A mudança reflete, principalmente, no bolso do pequeno comerciante, que paga entre R$ 80 e R$ 140 pelo aluguel mensal do terminal de operação. O modelo que vigorou até agora obrigava o lojista a alugar, no mínimo, duas máquinas de credenciadoras diferentes para receber os cartões da maioria dos consumidores.

Atualmente, existem no país 5 milhões de máquinas alugadas de credenciadoras em 1,5 milhão de estabelecimentos comerciais, segundo dados da Confederação Nacional de Dirigentes Lojistas (CNDL).

Segundo o presidente da entidade, Roque Pellizzaro Junior, o pagamento do aluguel de máquinas representa cerca de 23% da renda das principais credenciadoras. Ele acredita que, apesar de a medida promover a redução do número de máquinas alugadas, as credenciadoras não devem ter grandes prejuízos.

“Em até quatro meses as duas principais credenciadoras tendem a perder 50% da base de clientes, mas isso não significa perda de faturamento porque aceitando várias bandeiras em uma máquina, elas vão negociar entre si para equilibrar as entradas”.

Além disso, elas devem passar a oferecer outros serviços que possam substituir essa receita, como recarga de celular e pagamento de contas feitos por meio das maquininhas de cartão.

Para Pelizzaro, a grande vantagem da mudança é promover o aumento da concorrência no setor, dominado pelas bandeiras Visa e Mastercard. Juntas, elas representam 96,65% do mercado.

O presidente do CNDL acredita que, com a competição, devem cair as taxas administrativas, o tempo que o lojista leva para receber da operadora, além do aluguel, cujo valor “deve chegar a zero”.

O consumidor também deve ser beneficiado pela criação de bandeiras, que devem oferecer facilidades, como redução de juros e de anuidade, para conquistar os clientes.

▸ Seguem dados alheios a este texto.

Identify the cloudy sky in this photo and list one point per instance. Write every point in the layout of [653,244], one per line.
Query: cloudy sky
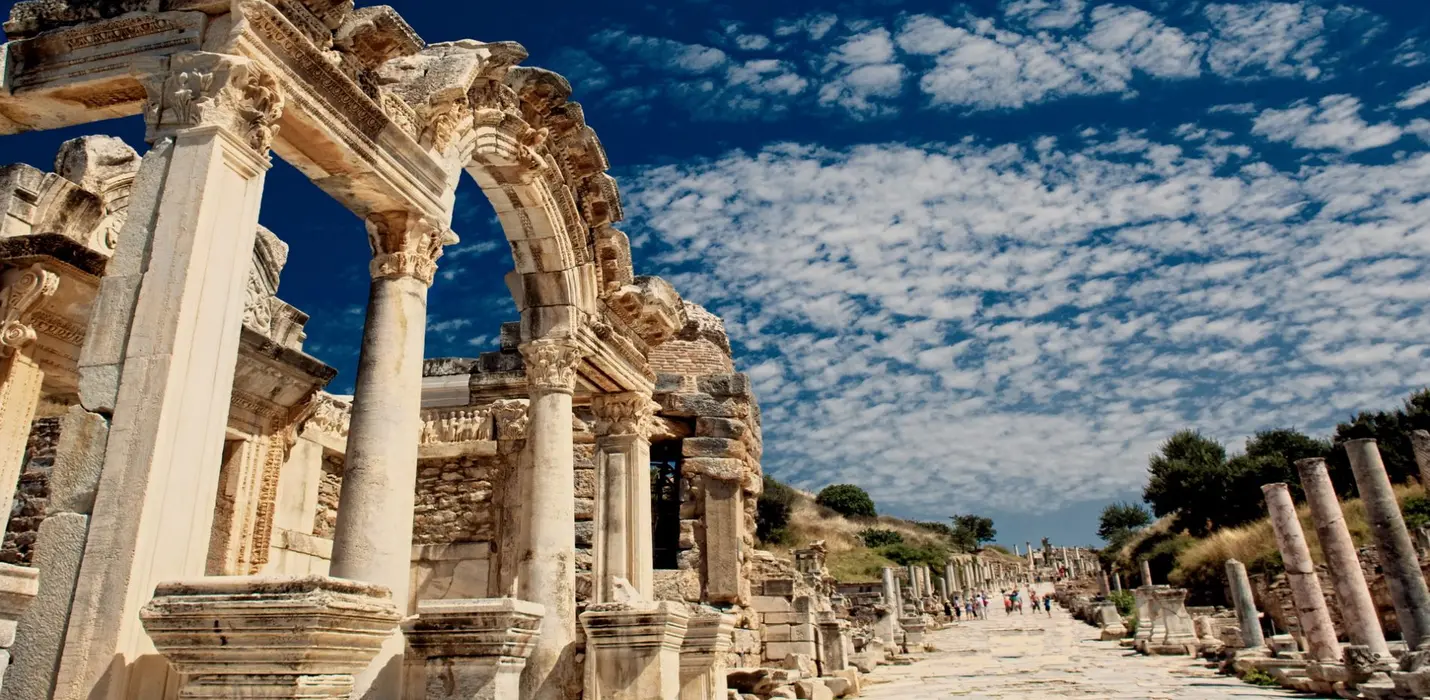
[978,257]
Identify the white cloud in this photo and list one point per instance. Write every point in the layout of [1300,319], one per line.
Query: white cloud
[1414,97]
[938,322]
[1333,123]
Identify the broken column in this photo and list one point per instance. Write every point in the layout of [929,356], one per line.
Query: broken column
[268,636]
[1300,572]
[1249,619]
[634,649]
[472,649]
[1359,616]
[1393,546]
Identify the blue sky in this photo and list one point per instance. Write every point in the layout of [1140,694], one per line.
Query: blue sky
[978,257]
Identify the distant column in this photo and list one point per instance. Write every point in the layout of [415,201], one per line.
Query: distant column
[1393,546]
[1247,617]
[1342,563]
[1300,573]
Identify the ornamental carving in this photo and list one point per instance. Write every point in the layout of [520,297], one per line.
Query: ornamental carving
[406,245]
[20,297]
[551,365]
[209,89]
[624,415]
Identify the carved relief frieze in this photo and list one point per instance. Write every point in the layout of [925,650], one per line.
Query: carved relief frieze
[23,292]
[406,245]
[551,365]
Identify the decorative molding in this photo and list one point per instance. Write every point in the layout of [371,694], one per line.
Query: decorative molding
[551,365]
[19,300]
[405,245]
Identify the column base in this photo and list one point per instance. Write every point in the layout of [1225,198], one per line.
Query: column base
[474,649]
[249,636]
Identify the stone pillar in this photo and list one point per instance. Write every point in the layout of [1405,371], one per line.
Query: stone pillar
[22,292]
[269,637]
[472,649]
[546,567]
[635,649]
[1393,546]
[622,542]
[708,637]
[1300,573]
[159,356]
[373,536]
[1359,616]
[1420,442]
[1247,617]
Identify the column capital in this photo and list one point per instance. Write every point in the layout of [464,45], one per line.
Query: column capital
[551,365]
[23,290]
[202,89]
[406,245]
[627,413]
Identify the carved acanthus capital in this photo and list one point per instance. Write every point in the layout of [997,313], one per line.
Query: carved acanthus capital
[213,89]
[551,365]
[23,292]
[628,413]
[406,245]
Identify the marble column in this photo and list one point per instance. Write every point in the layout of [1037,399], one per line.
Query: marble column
[1359,616]
[159,356]
[373,537]
[546,567]
[1244,603]
[1300,573]
[1393,545]
[622,542]
[22,292]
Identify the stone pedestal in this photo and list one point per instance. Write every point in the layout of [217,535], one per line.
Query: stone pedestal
[1393,545]
[1249,620]
[269,637]
[635,650]
[1359,616]
[708,636]
[1300,573]
[472,649]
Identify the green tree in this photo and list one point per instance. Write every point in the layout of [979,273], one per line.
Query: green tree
[1121,519]
[848,500]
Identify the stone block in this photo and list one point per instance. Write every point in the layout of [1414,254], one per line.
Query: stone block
[712,447]
[731,429]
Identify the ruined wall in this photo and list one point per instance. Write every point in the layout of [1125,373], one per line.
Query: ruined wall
[32,495]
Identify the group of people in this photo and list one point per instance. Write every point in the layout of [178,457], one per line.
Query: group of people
[977,605]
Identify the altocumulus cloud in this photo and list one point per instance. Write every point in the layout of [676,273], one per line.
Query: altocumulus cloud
[1017,326]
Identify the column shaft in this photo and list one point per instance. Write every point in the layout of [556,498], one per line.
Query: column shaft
[1300,573]
[1393,546]
[1342,562]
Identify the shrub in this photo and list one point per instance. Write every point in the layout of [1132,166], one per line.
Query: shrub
[772,513]
[847,500]
[875,537]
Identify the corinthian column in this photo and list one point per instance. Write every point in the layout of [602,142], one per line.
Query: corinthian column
[373,537]
[624,505]
[20,376]
[546,569]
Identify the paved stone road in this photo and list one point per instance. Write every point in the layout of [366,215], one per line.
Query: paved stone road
[1036,656]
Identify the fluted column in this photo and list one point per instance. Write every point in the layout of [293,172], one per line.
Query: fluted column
[1300,575]
[1342,562]
[622,543]
[1393,545]
[373,537]
[546,567]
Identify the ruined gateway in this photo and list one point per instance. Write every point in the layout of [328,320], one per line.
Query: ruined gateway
[571,516]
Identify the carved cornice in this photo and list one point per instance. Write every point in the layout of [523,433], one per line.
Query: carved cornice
[406,245]
[627,413]
[212,89]
[551,365]
[20,297]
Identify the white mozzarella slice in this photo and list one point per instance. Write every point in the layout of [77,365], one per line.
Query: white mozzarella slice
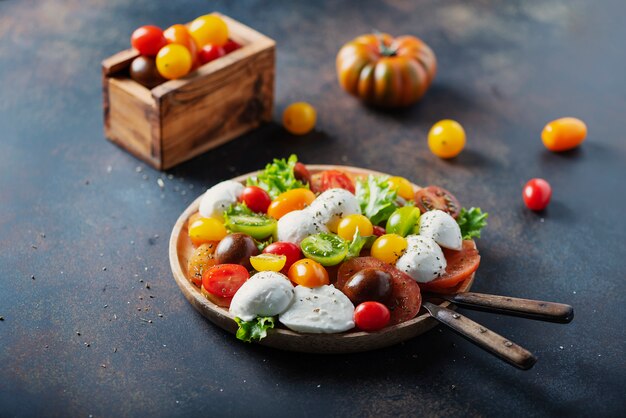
[297,225]
[334,204]
[423,259]
[442,228]
[319,310]
[267,293]
[219,197]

A mudança é resultado de um acordo entre as empresas Cielo e Visa intermediado pelo Ministério da Justiça. No entanto, não tem validade legal. “Nada garante que as coisas não possam voltar a ser como antes”, afirma Pelizzaro. No Congresso, a Frente Parlamentar Mista do Comércio Varejista propõe a criação de lei que promova a transparência e a redução das taxas administrativas e dos prazos de pagamento ao lojista cobradas dos lojistas.